Godzina 20.00 to czas rozpoczęcia kolejnego ciekawego spotkania: Old Starz – Dzikie Knury. Old Starz aktualnie zajmuje drugą pozycję, natomiast ich rywal jest przedostatni. Dzikie Knury muszą jednak w każdym spotkaniu walczyć o zwycięstwo, gdyż w przeciwnym wypadku może ich ominąć awans do fazy play-off. A że walczyć potrafią, co już niejednokrotnie udowadniali, to nie można wykluczyć w tym spotkaniu niespodzianki.
Ostatnim meczem soboty będzie spotkanie Miszczów i Matadors. Miszcze po dobrym starcie w rozgrywkach zanotowali cztery kolejne porażki. Dla Matadors będzie to drugie spotkanie tego dnia. Wygrana Matadors umocni ten zespół w czołówce tabeli, natomiast ewentualne zwycięstwo Miszczów pozwoli uciec tej drużynie przed „grupą pościgową” złożoną z CMG, Mbuti, Dzikich Knurów i Thunder BT. Wiele zależy od tego czy w tym spotkaniu wystąpi Szymon Jaszczur (Miszcze) oraz czy utrzyma wysoką formę Radosław Suchecki (także Miszcze), który w dwóch ostatnich spotkaniach notował double-double.
Niedziela 1 kwietnia
Dzień rozpocznie się od zaległego spotkania 5. kolejki pomiędzy Juniorami Sudetów, a Dzikimi Knurami. Dzikie Knury przystąpią do tego spotkania osłabieni brakiem zawieszonych na jeden mecz Filipa Kudłacika i Mateusza Ignasiaka. Dla juniorów będzie to już trzeci mecz w ten weekend, a przed nimi perspektywa jeszcze jednego spotkania.

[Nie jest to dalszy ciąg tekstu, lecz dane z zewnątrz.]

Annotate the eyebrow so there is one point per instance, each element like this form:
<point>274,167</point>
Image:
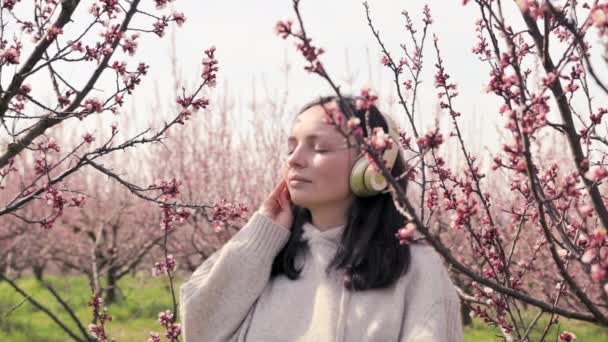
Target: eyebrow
<point>312,136</point>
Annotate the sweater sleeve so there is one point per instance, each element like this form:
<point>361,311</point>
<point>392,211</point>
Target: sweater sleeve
<point>433,306</point>
<point>440,323</point>
<point>216,299</point>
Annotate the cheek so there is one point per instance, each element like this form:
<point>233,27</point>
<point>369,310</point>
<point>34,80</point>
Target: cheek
<point>333,173</point>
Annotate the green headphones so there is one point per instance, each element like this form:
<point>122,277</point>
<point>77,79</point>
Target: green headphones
<point>364,181</point>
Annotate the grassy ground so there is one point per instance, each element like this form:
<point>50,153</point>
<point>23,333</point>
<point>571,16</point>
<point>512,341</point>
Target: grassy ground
<point>135,314</point>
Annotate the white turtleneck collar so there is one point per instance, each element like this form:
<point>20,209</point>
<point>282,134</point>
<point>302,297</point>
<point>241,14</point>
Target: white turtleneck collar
<point>333,234</point>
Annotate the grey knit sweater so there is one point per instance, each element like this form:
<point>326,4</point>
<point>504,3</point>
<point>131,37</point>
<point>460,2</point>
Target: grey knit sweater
<point>231,297</point>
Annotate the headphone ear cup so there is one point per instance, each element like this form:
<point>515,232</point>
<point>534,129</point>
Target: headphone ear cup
<point>364,182</point>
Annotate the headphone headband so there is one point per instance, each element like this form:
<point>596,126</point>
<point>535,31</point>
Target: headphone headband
<point>364,181</point>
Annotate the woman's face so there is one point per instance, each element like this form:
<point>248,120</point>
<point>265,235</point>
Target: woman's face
<point>318,152</point>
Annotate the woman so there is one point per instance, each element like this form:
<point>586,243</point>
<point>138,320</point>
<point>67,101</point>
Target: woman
<point>319,260</point>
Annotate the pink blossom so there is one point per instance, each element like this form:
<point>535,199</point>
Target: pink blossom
<point>164,267</point>
<point>567,336</point>
<point>11,55</point>
<point>366,99</point>
<point>179,18</point>
<point>353,122</point>
<point>160,26</point>
<point>596,173</point>
<point>88,138</point>
<point>53,32</point>
<point>93,105</point>
<point>283,29</point>
<point>154,337</point>
<point>406,233</point>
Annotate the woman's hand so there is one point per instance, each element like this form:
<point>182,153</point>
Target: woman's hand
<point>278,206</point>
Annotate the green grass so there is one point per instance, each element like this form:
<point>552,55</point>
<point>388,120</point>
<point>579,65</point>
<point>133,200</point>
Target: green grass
<point>143,297</point>
<point>135,313</point>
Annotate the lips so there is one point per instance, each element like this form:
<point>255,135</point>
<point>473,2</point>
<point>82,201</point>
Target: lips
<point>298,178</point>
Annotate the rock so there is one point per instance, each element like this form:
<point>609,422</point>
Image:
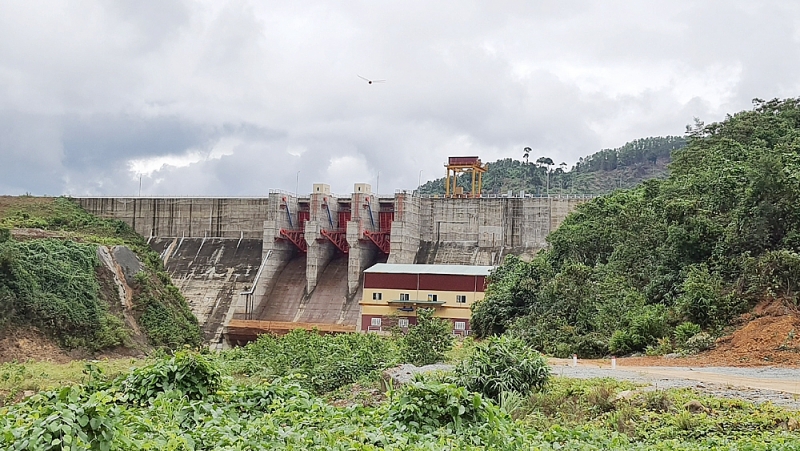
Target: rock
<point>695,406</point>
<point>403,374</point>
<point>625,395</point>
<point>128,261</point>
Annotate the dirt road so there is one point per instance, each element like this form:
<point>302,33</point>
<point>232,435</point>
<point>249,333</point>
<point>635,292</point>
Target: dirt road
<point>763,384</point>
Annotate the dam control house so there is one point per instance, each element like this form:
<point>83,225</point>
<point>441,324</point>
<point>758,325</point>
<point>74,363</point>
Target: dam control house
<point>393,293</point>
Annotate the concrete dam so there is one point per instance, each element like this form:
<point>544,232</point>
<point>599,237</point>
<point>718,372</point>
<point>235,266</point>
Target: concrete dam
<point>297,261</point>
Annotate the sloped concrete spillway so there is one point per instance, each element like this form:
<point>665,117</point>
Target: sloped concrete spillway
<point>282,302</point>
<point>210,274</point>
<point>328,303</point>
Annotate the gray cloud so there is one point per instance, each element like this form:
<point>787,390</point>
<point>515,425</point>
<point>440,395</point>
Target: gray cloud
<point>234,98</point>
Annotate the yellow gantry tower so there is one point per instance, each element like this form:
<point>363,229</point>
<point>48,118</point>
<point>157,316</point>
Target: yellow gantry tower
<point>464,164</point>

Kto lepiej rozłoży siły, ten powinien poradzić sobie z rywalem. Wydaje się jednak, że więcej atutów posiadają młodzi zawodnicy Sudetów. Początek o godzinie 15.00.
Na godzinę 16.00 zaplanowany został mecz Thunder BT - CMG. Jest to kolejny mecz „o życie” dla obydwu zespołów. Thunder BT ma na swoim koncie 2 wygrane, ale to może okazać się za mało na awans do najlepszej „ósemki”. Z kolei CMG wygrało do tej pory zaledwie jeden raz i musi „szukać punktów” w każdym spotkaniu. Kto wyjdzie zwycięsko z pojedynku liderów Macieja Czornija (Thunder BT) i Kamila Chrustowskiego (CMG)? Walka pomiędzy tymi rozgrywającymi powinna mieć decydujące znaczenie dla losów całej rywalizacji.
Godzina 17.00 to mecz Juniorzy Sudetów - Miszcze. Czwarte już spotkanie juniorów, którzy muszą odrabiać ligowe zaległości. Miszcze stoją, jeśli nie „pod ścianą”, to w każdym razie bardzo blisko niej. W meczu z juniorami ciężko będzie osiągnąć dobry wynik. Młodzi następcy Niesobskiego czy Wilusza nie należą do wygodnych przeciwników.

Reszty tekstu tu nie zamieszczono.